Ella cocinaba verduras, pero añadía a su plato carne o pescado. “Te comprendo, querido, y me alegro de que en esta dieta encuentres alivio, pero entiéndeme, no sería justo que me privaras de lo que me gusta”. Y lo miraba con esos ojos grandes, vacunos, que le producían las mismas náuseas que los de un animal sacrificado.
Comenzó por hacerse el distraído a las horas de comer, “empieza tú, voy cuando acabe esto” decía. No soportaba verla sorber las almejas, cuyas valvas había oído castañetear sobre el poyete de la cocina antes de ser fritas vivas. Ni la sangre aceitada que quedaba en el plato tras devorar un entrecot.
Una tarde, mientras ella dormitaba ante la tele, sacó de la nevera un paquete de salmón, pinchándolo varias veces con un alfiler. Los dejó reposar debajo de los geranios, a los que bañaba de pleno el sol.
—Nena, esto se te va a caducar -le dijo dos días después tras volverlo al frigorífico-.
—¡Ay, pues no lo había visto! Lo tomaré esta misma noche.
Dos horas después de cenar ella notó un picor en la boca, un ardor en la garganta. Se ahogaba con su propia lengua, tan gruesa como una salchicha alemana. “Llama… avisa... por favor” le suplicó al marido.
Él cerró la puerta del dormitorio mientras la oía caer.
Su sensibilidad no soportaba sus ojazos desencajados, secos, de pez que agoniza sobre mármol frío.
Mar de tela
Aparece por las noches, al brotar la farola que tengo frente a mi ventana. Su luz atraviesa la cortina celeste y hace aguas en la pared encalada. Un océano rizado solo para mí.

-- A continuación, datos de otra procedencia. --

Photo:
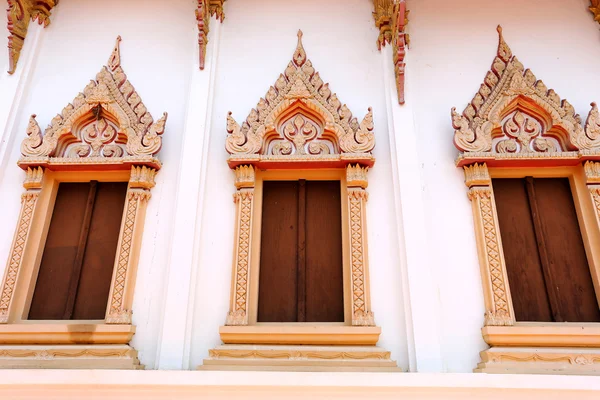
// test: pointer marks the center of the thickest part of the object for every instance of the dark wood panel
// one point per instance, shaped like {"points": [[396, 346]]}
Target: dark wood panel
{"points": [[52, 284], [569, 275], [98, 262], [324, 270], [277, 293], [525, 276]]}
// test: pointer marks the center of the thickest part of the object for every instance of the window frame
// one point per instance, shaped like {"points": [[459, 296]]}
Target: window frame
{"points": [[502, 329]]}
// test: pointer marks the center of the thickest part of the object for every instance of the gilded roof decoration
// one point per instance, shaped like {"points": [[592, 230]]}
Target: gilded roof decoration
{"points": [[300, 119], [515, 116], [20, 13], [105, 124]]}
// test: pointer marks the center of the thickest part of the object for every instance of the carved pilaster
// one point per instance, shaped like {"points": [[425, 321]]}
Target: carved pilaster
{"points": [[356, 179], [20, 13], [244, 199], [32, 184], [126, 260], [489, 246]]}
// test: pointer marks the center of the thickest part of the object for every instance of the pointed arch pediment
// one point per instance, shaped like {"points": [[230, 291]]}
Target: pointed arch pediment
{"points": [[300, 120], [106, 124], [515, 118]]}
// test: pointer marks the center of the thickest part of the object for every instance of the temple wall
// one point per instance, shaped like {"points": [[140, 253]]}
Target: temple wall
{"points": [[452, 47]]}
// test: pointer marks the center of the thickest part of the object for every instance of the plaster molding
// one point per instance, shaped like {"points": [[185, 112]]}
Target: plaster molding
{"points": [[105, 124], [391, 18], [205, 9], [20, 13], [515, 117], [299, 121], [595, 9]]}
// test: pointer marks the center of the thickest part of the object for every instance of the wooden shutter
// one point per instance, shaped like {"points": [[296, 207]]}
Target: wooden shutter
{"points": [[300, 277], [76, 268], [548, 272]]}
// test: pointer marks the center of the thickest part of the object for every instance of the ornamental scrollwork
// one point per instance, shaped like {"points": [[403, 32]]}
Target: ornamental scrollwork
{"points": [[108, 120], [300, 117]]}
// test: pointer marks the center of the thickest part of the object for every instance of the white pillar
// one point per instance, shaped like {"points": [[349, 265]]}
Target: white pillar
{"points": [[12, 89], [173, 350], [421, 300]]}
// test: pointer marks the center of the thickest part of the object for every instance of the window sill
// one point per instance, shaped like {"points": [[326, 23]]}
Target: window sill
{"points": [[65, 333], [300, 334], [544, 334]]}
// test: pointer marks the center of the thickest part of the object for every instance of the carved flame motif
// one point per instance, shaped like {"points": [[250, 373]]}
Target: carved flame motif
{"points": [[316, 111], [542, 118], [70, 134]]}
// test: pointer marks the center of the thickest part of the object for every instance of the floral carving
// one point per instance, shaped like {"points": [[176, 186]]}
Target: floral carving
{"points": [[20, 13], [106, 120], [514, 112], [300, 117]]}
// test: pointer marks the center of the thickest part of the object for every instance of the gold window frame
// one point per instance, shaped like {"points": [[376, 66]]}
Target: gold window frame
{"points": [[121, 148], [515, 127]]}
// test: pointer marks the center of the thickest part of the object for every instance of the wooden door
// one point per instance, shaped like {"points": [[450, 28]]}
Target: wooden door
{"points": [[547, 267], [77, 264], [300, 277]]}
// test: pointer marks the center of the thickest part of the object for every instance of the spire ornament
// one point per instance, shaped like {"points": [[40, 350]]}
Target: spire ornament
{"points": [[298, 121], [514, 116]]}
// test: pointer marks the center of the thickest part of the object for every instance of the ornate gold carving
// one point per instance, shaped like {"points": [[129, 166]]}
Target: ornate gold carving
{"points": [[477, 175], [514, 115], [595, 9], [206, 9], [361, 313], [356, 176], [238, 315], [28, 201], [299, 119], [107, 121], [20, 13], [142, 177], [498, 311], [244, 176], [117, 312], [33, 178], [391, 17]]}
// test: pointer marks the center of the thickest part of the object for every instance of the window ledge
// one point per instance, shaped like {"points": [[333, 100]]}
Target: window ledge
{"points": [[300, 334], [65, 333], [544, 334]]}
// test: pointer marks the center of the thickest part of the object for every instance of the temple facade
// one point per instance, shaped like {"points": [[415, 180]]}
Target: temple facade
{"points": [[263, 199]]}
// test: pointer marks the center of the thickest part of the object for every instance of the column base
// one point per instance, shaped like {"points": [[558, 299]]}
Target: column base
{"points": [[540, 360], [299, 358], [100, 356]]}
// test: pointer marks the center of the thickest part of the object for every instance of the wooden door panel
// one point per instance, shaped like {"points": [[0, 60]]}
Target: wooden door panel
{"points": [[277, 293], [525, 276], [99, 258], [324, 270], [52, 284], [568, 266]]}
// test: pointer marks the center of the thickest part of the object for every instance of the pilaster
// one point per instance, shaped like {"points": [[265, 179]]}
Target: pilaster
{"points": [[174, 340], [421, 300]]}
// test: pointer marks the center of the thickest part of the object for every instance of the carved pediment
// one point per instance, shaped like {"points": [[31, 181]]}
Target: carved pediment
{"points": [[105, 124], [300, 120], [514, 116]]}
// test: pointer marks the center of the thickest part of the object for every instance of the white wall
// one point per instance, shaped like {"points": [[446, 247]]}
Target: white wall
{"points": [[452, 47]]}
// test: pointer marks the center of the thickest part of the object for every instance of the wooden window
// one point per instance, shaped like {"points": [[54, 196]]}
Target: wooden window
{"points": [[301, 273], [77, 264], [547, 267]]}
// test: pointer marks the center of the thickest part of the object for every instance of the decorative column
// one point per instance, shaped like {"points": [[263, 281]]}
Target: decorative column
{"points": [[498, 304], [356, 180], [128, 248], [244, 199], [32, 184]]}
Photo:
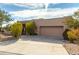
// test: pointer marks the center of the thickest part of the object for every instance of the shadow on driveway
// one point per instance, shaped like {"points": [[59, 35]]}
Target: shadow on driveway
{"points": [[48, 39], [7, 41]]}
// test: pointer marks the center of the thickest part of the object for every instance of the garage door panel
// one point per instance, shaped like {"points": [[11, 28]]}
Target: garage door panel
{"points": [[51, 30]]}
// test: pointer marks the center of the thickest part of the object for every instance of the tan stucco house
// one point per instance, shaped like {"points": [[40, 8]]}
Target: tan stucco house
{"points": [[49, 27]]}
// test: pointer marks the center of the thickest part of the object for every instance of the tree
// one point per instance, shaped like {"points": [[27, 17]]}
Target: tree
{"points": [[16, 29], [4, 17]]}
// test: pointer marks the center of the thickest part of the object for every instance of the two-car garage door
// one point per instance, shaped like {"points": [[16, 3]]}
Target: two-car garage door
{"points": [[51, 30]]}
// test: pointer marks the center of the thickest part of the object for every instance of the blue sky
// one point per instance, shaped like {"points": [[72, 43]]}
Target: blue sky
{"points": [[28, 11]]}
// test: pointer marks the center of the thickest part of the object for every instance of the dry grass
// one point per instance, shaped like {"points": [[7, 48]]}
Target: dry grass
{"points": [[4, 37]]}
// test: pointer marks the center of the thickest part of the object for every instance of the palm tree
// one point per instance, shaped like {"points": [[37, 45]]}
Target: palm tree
{"points": [[4, 17]]}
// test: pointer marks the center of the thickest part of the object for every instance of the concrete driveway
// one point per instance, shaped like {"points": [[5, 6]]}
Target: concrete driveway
{"points": [[34, 45]]}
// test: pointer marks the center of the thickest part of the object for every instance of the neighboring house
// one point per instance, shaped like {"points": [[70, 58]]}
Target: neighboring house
{"points": [[49, 27]]}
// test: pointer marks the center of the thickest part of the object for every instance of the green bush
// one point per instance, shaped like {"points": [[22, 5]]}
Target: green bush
{"points": [[31, 28], [16, 29]]}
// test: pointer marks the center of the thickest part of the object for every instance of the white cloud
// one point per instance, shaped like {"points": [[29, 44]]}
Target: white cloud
{"points": [[42, 13], [31, 5]]}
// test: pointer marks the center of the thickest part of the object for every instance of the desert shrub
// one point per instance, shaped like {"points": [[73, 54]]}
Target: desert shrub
{"points": [[16, 29], [31, 28], [72, 35], [65, 35]]}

Nunca he visto el de verdad. Mi abuelo decía que es más grande que todo el pueblo y, si tragas un sorbo, sabe a papas fritas de feria.
Salgo de la cama y hundo las manos en las sombras vueltas olas sobre mis brazos, encrespándolos de gusto.
Los lamo y descubro que son reales; que en ellos me han dejado flores de sal.